Tsochatzis Emmanuel A, Papatheodoridis George V, Archimandritis Athanasios J
2nd Department of Internal Medicine, Medical School of Athens University, Hippokration General Hospital, Athens, Greece.
Mediators Inflamm. 2009;2009:831670. doi: 10.1155/2009/831670. Epub 2009 Jun 3.
Nonalcoholic fatty liver disease (NAFLD) is the hepatic manifestation of the metabolic syndrome and can vary from benign steatosis to end-stage liver disease. The pathogenesis of non-alcoholic steatohepatitis (NASH) is currently thought to involve a multiple-hit process with the first hit being the accumulation of liver fat which is followed by the development of necroinflammation and fibrosis. There is mounting evidence that cytokines secreted from adipose tissue, namely, adipokines, are implicated in the pathogenesis and progression of NAFLD. In the current review, we explore the role of these adipokines, particularly leptin, adiponectin, resistin, tumor necrosis factor-a, and interleukin-6 in NASH, as elucidated in experimental models and clinical practice. We also comment on their potential use as noninvasive markers for differentiating simple fatty liver from NASH as well as on their potential future therapeutic role in patients with NASH.

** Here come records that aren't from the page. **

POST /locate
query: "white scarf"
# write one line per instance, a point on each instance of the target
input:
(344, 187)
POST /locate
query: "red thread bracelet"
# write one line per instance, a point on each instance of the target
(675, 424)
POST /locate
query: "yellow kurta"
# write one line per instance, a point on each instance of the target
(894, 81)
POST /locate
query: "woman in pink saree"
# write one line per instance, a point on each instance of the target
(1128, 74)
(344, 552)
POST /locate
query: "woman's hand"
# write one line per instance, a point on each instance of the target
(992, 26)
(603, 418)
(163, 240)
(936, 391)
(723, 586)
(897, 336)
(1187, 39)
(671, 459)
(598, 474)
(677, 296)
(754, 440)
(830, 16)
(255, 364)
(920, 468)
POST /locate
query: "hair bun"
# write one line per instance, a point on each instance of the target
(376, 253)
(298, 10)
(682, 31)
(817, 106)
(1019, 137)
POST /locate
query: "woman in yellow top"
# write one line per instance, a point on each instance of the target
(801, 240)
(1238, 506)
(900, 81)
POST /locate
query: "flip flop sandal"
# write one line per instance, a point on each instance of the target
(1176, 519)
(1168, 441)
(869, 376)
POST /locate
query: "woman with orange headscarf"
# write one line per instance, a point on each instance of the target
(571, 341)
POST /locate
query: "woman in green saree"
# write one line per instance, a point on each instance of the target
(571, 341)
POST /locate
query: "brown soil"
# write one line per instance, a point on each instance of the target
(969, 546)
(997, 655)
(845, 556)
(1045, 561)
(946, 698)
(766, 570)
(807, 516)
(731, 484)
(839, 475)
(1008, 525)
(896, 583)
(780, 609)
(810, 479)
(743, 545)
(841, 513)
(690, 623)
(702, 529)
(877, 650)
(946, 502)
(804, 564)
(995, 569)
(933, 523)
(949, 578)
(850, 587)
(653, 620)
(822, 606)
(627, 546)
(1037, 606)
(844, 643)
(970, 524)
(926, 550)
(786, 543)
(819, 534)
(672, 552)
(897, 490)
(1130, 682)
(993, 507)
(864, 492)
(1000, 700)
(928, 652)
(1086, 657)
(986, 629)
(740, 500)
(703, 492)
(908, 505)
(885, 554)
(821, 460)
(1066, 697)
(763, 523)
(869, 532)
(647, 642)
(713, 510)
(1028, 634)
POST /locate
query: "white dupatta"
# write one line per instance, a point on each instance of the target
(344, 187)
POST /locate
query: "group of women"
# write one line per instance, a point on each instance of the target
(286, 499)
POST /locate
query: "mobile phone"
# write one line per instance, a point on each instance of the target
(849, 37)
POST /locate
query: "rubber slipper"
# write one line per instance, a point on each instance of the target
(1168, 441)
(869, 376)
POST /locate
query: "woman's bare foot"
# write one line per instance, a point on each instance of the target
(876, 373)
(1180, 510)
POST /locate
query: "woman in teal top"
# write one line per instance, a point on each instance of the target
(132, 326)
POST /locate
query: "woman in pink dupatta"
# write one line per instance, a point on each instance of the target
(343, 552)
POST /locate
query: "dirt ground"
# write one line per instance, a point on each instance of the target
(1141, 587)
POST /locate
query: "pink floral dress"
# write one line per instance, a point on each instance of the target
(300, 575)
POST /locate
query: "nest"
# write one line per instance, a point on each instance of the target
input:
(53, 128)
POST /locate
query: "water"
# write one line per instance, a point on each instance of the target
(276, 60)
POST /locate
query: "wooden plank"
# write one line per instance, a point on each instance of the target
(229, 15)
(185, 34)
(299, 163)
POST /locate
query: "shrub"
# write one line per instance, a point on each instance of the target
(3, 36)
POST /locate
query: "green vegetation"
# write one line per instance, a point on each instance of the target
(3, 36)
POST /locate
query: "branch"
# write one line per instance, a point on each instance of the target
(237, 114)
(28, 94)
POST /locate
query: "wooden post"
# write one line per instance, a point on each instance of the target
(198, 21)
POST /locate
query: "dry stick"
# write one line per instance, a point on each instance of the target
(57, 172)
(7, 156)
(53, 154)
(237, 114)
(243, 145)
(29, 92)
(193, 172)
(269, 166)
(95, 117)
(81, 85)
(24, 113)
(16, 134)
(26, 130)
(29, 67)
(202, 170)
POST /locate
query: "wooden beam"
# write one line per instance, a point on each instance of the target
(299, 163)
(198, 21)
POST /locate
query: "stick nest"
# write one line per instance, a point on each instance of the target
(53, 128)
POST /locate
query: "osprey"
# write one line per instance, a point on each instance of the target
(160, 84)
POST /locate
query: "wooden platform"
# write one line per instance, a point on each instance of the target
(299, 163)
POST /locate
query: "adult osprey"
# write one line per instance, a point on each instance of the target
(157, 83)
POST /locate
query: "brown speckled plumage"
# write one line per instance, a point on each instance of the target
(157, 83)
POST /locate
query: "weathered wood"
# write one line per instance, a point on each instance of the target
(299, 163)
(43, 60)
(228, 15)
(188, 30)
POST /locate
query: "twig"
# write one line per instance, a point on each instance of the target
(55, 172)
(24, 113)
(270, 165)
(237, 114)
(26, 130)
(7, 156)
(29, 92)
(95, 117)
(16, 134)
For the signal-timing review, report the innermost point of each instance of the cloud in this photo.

非酒精性脂肪性肝病(NAFLD)是代谢综合征的肝脏表现,其范围可从良性脂肪变性到终末期肝病。目前认为,非酒精性脂肪性肝炎(NASH)的发病机制涉及多步骤过程,第一步是肝脏脂肪堆积,随后发展为坏死性炎症和纤维化。越来越多的证据表明,脂肪组织分泌的细胞因子,即脂肪因子,与NAFLD的发病机制和进展有关。在本综述中,我们探讨了这些脂肪因子,特别是瘦素、脂联素、抵抗素、肿瘤坏死因子-α和白细胞介素-6在NASH中的作用,这些作用在实验模型和临床实践中均有阐述。我们还评论了它们作为区分单纯性脂肪肝和NASH的非侵入性标志物的潜在用途,以及它们未来在NASH患者中的潜在治疗作用。